If it is not then the trained AI is a derivative work, which the license should allow as long as it is publishable under the same license to be considered open source or free software.

In any case, I don't think an anti-AI clause would serve a meaningful purpose on open source software. You can however make your own "source available" license that explicitly prevents its use on AI training, and I am sure that some of them exist, but I don't think it will do much good, as it is likely to be unenforceable (because of copyright exemptions) and will make it incompatible with many things open source.

1 comments

Laws cannot be changed retroactively. So if AI training is a copyright extension that can only happen starting sometime next year. So the consequences of these companies' choices are already set in stone, even if they're not known yet.

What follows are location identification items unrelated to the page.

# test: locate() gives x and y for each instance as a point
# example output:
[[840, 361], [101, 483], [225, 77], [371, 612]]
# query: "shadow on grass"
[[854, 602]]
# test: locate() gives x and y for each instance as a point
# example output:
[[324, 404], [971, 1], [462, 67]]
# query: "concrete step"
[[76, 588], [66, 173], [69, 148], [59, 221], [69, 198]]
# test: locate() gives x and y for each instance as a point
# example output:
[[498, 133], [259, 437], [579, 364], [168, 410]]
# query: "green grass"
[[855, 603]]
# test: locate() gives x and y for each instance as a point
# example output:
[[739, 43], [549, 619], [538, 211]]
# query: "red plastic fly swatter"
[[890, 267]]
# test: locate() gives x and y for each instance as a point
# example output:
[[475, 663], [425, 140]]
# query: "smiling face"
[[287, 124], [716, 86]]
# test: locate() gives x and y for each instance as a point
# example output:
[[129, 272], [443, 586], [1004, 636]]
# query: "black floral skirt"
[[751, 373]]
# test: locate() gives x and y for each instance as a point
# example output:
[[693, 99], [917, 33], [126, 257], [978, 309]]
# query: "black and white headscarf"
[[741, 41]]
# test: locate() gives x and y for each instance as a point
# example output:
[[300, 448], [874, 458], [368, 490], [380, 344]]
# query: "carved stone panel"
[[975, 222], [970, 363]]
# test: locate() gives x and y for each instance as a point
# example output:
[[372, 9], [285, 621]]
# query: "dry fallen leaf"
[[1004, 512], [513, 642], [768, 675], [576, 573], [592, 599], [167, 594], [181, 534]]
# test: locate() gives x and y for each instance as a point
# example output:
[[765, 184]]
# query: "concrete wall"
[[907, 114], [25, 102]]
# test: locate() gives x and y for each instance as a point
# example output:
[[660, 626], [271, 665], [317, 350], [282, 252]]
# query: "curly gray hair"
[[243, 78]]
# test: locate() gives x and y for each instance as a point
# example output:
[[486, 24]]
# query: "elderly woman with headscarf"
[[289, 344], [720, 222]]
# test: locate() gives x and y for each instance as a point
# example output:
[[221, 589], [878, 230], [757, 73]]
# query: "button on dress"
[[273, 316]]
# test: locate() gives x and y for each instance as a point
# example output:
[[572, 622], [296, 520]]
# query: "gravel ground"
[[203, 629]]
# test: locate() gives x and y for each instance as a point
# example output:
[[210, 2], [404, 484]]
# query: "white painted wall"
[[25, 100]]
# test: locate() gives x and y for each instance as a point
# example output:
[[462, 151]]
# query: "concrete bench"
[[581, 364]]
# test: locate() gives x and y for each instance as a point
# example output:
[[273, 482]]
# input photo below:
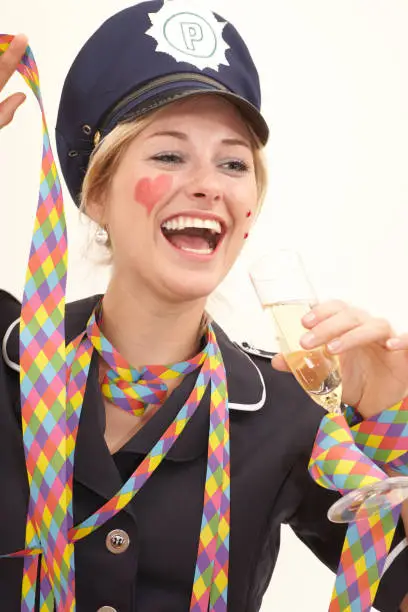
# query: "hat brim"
[[137, 107]]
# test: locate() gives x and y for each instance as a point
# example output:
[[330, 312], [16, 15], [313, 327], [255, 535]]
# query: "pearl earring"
[[101, 236]]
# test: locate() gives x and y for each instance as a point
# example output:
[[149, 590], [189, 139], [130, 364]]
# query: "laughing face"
[[182, 199]]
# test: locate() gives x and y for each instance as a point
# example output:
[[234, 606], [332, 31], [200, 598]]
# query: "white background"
[[334, 76]]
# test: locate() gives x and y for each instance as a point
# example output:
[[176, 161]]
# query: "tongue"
[[183, 241]]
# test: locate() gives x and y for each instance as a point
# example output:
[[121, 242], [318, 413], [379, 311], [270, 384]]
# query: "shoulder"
[[254, 385]]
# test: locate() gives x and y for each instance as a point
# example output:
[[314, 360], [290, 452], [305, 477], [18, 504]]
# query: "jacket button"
[[117, 542]]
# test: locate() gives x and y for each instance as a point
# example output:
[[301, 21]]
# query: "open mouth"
[[193, 234]]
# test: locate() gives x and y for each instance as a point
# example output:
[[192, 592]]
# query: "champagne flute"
[[287, 295]]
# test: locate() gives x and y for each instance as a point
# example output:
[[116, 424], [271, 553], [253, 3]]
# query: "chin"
[[191, 286]]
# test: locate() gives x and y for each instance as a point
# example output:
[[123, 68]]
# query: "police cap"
[[143, 58]]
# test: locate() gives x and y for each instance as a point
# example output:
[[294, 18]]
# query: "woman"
[[174, 182]]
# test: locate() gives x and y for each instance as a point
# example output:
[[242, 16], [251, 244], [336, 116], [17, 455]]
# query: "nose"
[[205, 186]]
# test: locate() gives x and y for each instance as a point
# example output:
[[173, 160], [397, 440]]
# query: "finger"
[[398, 343], [323, 311], [375, 331], [335, 326], [11, 58], [9, 106], [279, 363]]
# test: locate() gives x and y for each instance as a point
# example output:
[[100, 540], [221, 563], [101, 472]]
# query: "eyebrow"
[[183, 136]]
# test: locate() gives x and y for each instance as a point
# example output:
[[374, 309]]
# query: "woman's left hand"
[[374, 365]]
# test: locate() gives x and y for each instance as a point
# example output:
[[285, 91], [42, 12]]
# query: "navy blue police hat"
[[143, 58]]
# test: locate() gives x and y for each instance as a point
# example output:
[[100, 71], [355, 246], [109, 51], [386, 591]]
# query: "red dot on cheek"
[[149, 192]]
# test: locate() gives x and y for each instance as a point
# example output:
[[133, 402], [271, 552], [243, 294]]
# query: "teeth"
[[200, 251], [180, 223]]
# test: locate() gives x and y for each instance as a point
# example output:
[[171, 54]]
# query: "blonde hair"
[[108, 153]]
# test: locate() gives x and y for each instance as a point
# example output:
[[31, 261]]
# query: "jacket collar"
[[94, 466], [246, 387]]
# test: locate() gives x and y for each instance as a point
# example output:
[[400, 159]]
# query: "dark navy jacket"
[[273, 426]]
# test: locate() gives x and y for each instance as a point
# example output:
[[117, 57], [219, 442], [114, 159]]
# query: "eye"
[[237, 166], [168, 158]]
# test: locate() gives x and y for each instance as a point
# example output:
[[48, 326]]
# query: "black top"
[[273, 426]]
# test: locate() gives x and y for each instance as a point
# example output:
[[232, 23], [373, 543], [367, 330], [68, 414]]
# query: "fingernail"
[[308, 339], [394, 343], [309, 318], [334, 346]]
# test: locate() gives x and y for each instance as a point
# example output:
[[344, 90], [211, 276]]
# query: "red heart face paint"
[[149, 192]]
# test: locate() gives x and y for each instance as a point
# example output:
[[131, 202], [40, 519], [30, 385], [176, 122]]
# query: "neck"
[[147, 331]]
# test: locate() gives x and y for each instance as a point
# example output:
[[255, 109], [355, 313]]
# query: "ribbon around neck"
[[53, 379]]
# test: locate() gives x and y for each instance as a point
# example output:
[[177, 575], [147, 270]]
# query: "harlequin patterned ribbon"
[[384, 437], [337, 463], [51, 415], [211, 573], [43, 378], [132, 389]]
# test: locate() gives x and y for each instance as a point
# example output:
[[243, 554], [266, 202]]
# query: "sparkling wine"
[[316, 370]]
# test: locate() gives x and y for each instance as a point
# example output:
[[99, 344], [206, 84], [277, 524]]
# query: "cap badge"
[[189, 32]]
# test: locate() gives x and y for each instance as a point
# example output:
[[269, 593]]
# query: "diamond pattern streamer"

The GPL requires that all materials to reproduce any derivative work be made available at cost (and all models can reproduce linux kernel GPL data structures, including the private parts, character-by-character). So do I get access to OpenAI's full training data?

Or do I get to make and publish Mickey Mouse cartoons by training an AI on Disney movies then publishing the model output. Hell, I could even make better versions of old Disney movies, competing with half of Disney's current projects!

It seems to me one of these must be true. So which is it?

Um, no. Copyright puts specific restrictions on what you can do with work. Those restrictions are described by certain words. The question is whether the existing restrictions cover training AI. That's a matter of interpretation, but once an interpretation is accepted, it is understood as what copyright always meant.

Training AI is probably not a copyright violation because it never was one to begin with.

The comments of the (German) judge in this case seem to indicate the judge doesn't understand why any of the defendants even thought training AI wasn't a violation (at least not when taken to the point it can exactly reproduce and create derivative works to existing works. Maybe that's why OpenAI is trying to make that harder now. Still trivial to make it violate that rule though).

https://www.dw.com/en/openai-loses-song-lyrics-copyright-cas...

Note that OpenAI has now testified that they indeed used copyrighted works to train their models. The outcome of the case is that both training AI models using copyrighted work and providing AI model outputs that are derivative of some copyrighted work are copyright violations, and would mean model owners have to respect licenses (ie. compensating the authors)

The case can still be appealed, so it is not final. On the other hand, if I'm reading WTO copyright treaty rules correctly, this ruling applies in the US.

In the US things seem to be going in a similar direction: https://www.publishersweekly.com/pw/by-topic/digital/copyrig...

Seems to me this can still easily go the way the authors want it to in the US. And in theory, it doesn't even have to, OpenAI lost. Yes, it can be fought on appeal, but I've always heard that winning an appeal after losing a case is 10x harder than winning that case in the first place. And we'll know in early January if OpenAI fights it at all, so it's not like they have a lot of time left.